Using AI to search your own docs

RAG is useful when the answer already exists inside the company, but people waste time finding it. The source might be a support article, a Notion page, a ticket, a README, a policy document, or an old product spec.

The system searches those sources first, then gives the relevant text to the model. The model uses that context to write an answer, ideally with links back to the original documents. The citation matters because the person reading the answer needs a way to verify it.

Company-specific answers

A general model can write something that sounds like a refund policy, onboarding answer, or compliance explanation. That does not mean it knows your actual policy. For support, finance, operations, and product work, a plausible answer is often worse than no answer.
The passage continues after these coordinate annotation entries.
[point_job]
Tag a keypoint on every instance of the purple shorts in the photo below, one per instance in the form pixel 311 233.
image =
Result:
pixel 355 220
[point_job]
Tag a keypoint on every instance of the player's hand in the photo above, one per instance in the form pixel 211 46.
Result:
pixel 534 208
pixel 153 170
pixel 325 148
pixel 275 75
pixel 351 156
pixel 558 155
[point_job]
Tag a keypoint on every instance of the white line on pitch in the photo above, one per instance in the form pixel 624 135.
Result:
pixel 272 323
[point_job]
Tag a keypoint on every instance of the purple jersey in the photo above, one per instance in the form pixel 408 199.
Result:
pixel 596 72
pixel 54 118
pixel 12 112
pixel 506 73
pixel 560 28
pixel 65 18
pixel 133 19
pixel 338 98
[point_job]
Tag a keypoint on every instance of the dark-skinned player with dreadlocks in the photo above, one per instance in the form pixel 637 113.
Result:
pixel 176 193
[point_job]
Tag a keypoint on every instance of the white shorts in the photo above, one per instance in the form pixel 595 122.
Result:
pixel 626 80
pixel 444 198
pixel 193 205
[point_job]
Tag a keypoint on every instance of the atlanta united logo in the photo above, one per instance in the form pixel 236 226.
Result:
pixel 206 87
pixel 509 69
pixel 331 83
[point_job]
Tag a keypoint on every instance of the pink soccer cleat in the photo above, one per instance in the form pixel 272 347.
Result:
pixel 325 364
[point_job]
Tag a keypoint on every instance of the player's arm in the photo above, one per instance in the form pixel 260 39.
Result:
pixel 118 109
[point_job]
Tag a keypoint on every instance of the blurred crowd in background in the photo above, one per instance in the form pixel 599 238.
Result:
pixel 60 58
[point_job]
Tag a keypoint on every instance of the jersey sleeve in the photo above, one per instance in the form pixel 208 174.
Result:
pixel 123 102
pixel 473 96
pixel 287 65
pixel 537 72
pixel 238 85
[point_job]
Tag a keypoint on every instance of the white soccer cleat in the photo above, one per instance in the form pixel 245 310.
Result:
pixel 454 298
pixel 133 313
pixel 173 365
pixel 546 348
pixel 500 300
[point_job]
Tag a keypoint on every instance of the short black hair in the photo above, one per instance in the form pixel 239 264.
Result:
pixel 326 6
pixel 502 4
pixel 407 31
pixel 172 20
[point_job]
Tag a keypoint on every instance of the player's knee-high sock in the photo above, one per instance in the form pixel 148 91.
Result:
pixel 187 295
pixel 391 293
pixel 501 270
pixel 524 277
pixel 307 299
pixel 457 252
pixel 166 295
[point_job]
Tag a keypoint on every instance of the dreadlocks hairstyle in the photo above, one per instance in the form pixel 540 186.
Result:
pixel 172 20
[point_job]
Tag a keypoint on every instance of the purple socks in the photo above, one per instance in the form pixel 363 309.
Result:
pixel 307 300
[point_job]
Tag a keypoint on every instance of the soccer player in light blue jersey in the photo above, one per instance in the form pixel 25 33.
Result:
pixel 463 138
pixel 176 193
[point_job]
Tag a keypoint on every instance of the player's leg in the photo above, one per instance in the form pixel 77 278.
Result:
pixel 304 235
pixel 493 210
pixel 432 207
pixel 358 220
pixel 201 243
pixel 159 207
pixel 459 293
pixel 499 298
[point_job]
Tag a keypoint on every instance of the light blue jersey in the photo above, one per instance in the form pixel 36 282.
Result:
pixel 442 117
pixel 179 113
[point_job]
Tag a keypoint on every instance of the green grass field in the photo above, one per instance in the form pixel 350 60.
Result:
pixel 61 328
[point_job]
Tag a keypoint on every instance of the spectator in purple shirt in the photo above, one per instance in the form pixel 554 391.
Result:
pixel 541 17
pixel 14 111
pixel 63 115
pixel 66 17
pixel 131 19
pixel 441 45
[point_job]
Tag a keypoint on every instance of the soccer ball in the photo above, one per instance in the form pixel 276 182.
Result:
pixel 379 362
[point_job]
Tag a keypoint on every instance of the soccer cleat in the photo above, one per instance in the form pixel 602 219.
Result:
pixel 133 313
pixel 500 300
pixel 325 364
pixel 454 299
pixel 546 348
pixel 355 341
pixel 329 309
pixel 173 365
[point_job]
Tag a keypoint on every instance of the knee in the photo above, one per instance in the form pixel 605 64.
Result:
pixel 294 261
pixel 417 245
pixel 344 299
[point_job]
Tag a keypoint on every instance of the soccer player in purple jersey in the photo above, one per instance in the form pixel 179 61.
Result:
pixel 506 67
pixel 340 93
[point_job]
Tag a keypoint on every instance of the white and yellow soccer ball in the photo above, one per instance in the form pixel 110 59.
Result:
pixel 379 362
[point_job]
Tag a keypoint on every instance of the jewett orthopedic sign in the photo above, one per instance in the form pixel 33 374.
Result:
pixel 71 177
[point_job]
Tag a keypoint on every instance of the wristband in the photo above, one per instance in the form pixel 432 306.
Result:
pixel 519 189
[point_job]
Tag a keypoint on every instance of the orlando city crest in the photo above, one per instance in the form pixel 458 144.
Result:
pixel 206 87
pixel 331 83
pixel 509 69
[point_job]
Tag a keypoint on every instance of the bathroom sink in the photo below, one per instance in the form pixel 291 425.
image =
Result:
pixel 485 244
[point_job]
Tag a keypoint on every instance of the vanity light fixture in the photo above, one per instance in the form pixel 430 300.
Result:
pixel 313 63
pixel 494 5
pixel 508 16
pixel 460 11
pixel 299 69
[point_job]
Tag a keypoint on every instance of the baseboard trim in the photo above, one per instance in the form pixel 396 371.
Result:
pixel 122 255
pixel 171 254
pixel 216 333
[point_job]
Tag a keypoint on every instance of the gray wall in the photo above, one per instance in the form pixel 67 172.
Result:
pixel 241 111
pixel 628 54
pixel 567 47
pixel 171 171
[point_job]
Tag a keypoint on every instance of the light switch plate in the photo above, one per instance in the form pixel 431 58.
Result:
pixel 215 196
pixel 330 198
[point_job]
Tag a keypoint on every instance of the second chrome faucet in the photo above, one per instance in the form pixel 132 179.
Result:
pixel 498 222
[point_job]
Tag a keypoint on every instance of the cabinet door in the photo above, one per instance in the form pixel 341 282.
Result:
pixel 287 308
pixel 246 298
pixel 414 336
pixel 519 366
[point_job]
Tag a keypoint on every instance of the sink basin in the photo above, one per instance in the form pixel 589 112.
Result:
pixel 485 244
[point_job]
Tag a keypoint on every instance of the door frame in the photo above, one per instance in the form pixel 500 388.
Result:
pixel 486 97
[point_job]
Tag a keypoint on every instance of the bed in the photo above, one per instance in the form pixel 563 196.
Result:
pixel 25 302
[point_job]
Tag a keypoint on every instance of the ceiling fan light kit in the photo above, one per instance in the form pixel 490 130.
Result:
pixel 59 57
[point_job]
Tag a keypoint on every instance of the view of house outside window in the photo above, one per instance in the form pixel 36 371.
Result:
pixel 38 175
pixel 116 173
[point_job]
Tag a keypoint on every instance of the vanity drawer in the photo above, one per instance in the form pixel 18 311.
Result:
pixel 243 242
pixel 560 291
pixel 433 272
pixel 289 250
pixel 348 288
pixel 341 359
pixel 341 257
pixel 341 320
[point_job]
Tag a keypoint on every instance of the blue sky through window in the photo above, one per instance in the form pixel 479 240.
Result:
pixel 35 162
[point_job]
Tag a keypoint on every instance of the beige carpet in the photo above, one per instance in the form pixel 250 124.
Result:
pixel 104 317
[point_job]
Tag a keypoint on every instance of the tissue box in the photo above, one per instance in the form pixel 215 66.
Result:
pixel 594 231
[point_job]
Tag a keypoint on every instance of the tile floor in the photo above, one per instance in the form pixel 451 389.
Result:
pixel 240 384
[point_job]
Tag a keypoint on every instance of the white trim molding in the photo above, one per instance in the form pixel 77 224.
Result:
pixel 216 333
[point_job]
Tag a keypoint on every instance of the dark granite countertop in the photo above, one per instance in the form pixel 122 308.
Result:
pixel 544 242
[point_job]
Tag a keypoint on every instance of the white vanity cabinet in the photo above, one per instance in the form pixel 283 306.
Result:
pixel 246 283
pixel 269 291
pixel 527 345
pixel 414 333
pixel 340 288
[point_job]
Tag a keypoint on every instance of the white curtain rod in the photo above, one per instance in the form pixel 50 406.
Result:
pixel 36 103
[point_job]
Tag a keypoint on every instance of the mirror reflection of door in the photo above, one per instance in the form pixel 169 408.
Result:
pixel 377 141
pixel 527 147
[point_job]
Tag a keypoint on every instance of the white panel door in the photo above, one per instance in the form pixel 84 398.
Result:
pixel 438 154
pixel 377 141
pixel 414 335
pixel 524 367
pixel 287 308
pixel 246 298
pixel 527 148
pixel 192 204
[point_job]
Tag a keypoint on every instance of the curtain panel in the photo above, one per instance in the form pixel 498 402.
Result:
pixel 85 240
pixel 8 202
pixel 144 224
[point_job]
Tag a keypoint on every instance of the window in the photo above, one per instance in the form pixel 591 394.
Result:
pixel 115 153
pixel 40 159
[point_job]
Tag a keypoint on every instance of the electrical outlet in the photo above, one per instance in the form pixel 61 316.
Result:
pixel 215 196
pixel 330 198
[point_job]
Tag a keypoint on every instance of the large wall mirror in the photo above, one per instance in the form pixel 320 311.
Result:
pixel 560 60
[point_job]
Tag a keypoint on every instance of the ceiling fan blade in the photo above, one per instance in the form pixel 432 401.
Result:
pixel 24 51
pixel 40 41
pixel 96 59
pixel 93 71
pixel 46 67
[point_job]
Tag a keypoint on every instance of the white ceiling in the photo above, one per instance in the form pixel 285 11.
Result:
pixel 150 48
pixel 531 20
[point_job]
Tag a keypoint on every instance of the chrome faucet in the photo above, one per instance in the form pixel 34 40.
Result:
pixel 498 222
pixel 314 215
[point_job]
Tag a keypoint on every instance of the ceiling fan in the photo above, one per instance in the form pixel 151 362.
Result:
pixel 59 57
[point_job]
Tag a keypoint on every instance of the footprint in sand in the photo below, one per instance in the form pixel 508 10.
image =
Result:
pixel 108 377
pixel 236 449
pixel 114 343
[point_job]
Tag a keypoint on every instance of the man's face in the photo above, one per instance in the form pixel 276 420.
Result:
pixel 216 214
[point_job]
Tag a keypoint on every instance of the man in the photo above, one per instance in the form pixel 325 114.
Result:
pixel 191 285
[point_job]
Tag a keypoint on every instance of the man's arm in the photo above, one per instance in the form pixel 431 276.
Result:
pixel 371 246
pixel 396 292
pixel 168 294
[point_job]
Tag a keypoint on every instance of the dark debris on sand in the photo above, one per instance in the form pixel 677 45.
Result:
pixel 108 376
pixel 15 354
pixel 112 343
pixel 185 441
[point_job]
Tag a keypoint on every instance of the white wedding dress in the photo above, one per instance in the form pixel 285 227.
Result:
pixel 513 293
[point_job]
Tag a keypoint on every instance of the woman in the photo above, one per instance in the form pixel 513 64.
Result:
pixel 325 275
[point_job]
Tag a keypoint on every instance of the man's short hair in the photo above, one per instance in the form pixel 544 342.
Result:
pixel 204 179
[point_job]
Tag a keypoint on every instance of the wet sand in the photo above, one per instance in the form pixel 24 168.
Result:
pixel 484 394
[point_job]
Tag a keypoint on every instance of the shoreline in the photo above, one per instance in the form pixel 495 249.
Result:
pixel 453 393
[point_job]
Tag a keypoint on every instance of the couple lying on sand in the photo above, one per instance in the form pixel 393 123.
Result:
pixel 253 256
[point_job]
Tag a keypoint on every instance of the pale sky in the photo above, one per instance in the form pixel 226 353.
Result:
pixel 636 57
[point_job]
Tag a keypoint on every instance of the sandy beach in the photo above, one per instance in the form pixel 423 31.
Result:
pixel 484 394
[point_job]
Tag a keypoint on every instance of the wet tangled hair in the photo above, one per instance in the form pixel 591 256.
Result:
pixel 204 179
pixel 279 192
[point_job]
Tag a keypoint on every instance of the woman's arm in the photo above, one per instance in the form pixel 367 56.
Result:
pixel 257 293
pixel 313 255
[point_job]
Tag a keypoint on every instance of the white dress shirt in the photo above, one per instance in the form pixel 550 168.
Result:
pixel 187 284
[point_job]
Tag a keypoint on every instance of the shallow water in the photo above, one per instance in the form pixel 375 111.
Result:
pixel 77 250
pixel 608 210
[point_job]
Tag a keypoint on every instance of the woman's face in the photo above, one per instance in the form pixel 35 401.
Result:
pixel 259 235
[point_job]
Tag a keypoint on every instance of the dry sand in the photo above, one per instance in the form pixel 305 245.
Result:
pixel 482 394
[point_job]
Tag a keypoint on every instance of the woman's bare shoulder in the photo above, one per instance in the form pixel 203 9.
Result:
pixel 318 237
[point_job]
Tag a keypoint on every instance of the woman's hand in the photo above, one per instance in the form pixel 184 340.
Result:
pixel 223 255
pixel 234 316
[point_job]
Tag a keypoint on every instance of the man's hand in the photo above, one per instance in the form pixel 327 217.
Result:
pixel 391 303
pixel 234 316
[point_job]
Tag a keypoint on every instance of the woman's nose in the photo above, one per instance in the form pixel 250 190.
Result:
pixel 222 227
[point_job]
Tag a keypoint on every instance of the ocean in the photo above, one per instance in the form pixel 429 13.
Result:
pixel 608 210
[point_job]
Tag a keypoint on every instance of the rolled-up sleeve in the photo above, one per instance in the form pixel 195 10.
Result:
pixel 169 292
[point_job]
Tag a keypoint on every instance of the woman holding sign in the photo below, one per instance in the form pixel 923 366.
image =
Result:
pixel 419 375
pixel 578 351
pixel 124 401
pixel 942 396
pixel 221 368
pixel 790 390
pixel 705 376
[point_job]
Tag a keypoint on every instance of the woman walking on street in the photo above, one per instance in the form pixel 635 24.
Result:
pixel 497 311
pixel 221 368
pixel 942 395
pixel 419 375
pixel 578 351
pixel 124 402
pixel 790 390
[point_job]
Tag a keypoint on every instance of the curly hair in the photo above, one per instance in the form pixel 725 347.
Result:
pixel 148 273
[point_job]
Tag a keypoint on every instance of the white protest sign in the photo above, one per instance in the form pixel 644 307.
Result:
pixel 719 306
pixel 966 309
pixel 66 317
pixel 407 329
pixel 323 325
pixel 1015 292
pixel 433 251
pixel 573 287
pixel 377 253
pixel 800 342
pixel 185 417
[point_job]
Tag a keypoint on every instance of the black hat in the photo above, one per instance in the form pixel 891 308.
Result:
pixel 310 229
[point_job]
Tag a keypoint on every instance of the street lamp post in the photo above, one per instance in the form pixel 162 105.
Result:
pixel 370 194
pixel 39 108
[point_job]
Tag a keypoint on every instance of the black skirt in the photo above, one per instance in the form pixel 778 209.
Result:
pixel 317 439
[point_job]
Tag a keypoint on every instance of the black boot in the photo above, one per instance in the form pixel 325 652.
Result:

A RAG system should narrow the model’s job. It should retrieve the right context, pass that context to the model, and make the source visible. If the system cannot find a relevant source, it should say so instead of filling the gap with a guess.

The best first use case is usually a document set that people already trust. Support teams can search product behaviour, new engineers can search setup notes, product managers can search old decisions, and operations teams can search procedures without asking the same person every time.

The system will not repair bad source material. If the documents are outdated, duplicated, or contradictory, the answer will inherit those problems. Someone still needs to own the content and decide which sources count.

Retrieval, permissions, and citations

The model is only one part of the system. The less visible parts usually matter more: document sync, permissions, chunking, ranking, citations, logs, and feedback. Without those pieces, the first demo may look good while the real product stays unreliable.

A good first version should be narrow. Pick one source, one group of users, and a small set of questions. Track the answers it gets wrong before adding more tools or more documents.